The CFPB recently proposed additional amendments to its Mortgage Servicing Rules which, if implemented, would provide additional protections for mortgage borrowers facing default or foreclosure. These amendments, which the CFPB announced on November 20, 2014, are the latest in a series of revisions to the Rules (which we have discussed in the past here and here).
Several of the proposed amendments include concrete changes affecting mortgage servicers’ foreclosure practices, requiring that servicers:
- Provide borrowers with foreclosure protections more than once during the life of the loan. Presently, servicers are required to offer foreclosure protections, like the right to be evaluated for options to avoid foreclosure, only once during the life of the loan. The proposed amendments would obligate servicers to provide those foreclosure protections to a borrower again if the borrower has brought his or her loan current since the last loss mitigation application.
- Notify borrowers when their loss mitigation applications are complete. The proposed amendments would require servicers to notify borrowers in writing when the servicer receives a borrower’s complete loss mitigation application.
- Provide additional information to borrowers in bankruptcy. Under the proposed amendments, servicers would be obligated to provide borrowers in bankruptcy with periodic statements and loss mitigation information tailored to borrowers in bankruptcy.
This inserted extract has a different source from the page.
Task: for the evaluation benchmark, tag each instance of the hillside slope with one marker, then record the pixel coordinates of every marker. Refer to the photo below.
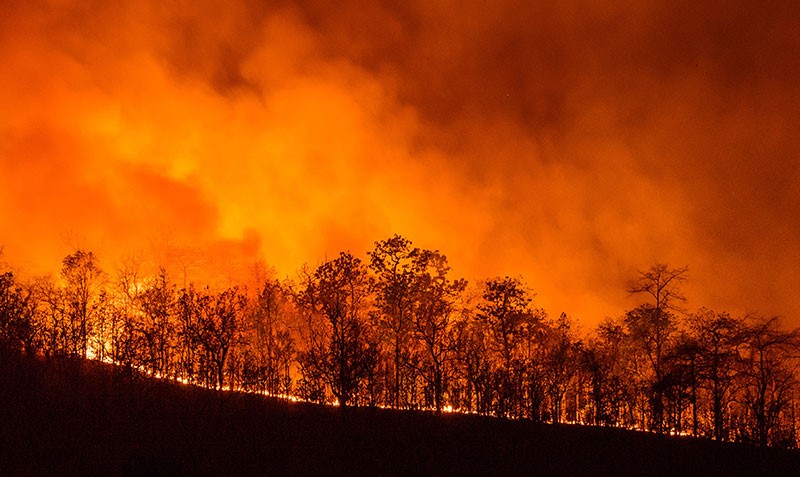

The proposed amendments would also require servicers to provide written early intervention notices to borrowers who have told the servicer to stop contacting them under the Fair Debt Collection Practices Act.
The proposed amendments also clarify and expand the scope of the existing foreclosure protections under the Mortgage Servicing Rules. Specifically, the proposed amendments would:
- Expand the definition of “successors in interest” entitled to consumer protections following the death of a borrower. Under the proposed amendments, the definition of “successors in interest” would expand to include individuals who receive a property through inheritance from a family member or upon the death of a joint tenant, after a divorce or legal separation, through a family trust, or through a transfer from a spouse or from a parent to a child. The proposed amendments would also expand the protections afforded these individuals: the proposal would apply all of the Mortgage Servicing Rules to successors in interest.
- Clarify transferee servicers’ obligations regarding loss mitigation applications. The new amendments would require that, in the situation where a borrower’s loan is transferred to a new servicer while the borrower is in the process of applying for loss mitigation, the transferee servicer must comply with the loss mitigation requirements within the same timeframe as applied to the transferor servicer.
- Set out steps servicers must take to prevent dual-tracking and to protect borrowers from wrongful foreclosure. The proposed amendments would clarify the steps that must be taken to ensure that servicers do not inadvertently proceed to foreclosure on a loan once the servicer receives a complete loss mitigation application from a borrower. The amendments would also provide that if a servicer does not follow these steps to delay the foreclosure sale, the servicer must dismiss the foreclosure action or take other action to avoid the sale.
- Define “delinquency” under Regulations X and Z. The proposed amendments would add a definition for “delinquency”; the date of delinquency would be the date a payment sufficient to cover principal, interest, and escrow (if applicable) becomes due and unpaid.
These proposed amendments are important for mortgage servicers to understand because the changes in the scope and requirements of the CFPB’s Mortgage Servicing Rules, if these amendments are implemented, would have a tangible effect on servicers’ business practices.
The full text of the proposed rule is available here. The proposed amendments will be open for public comment for 90 days after their publication in the Federal Register. LenderLaw Watch will continue to monitor the implementation progress for these new rules.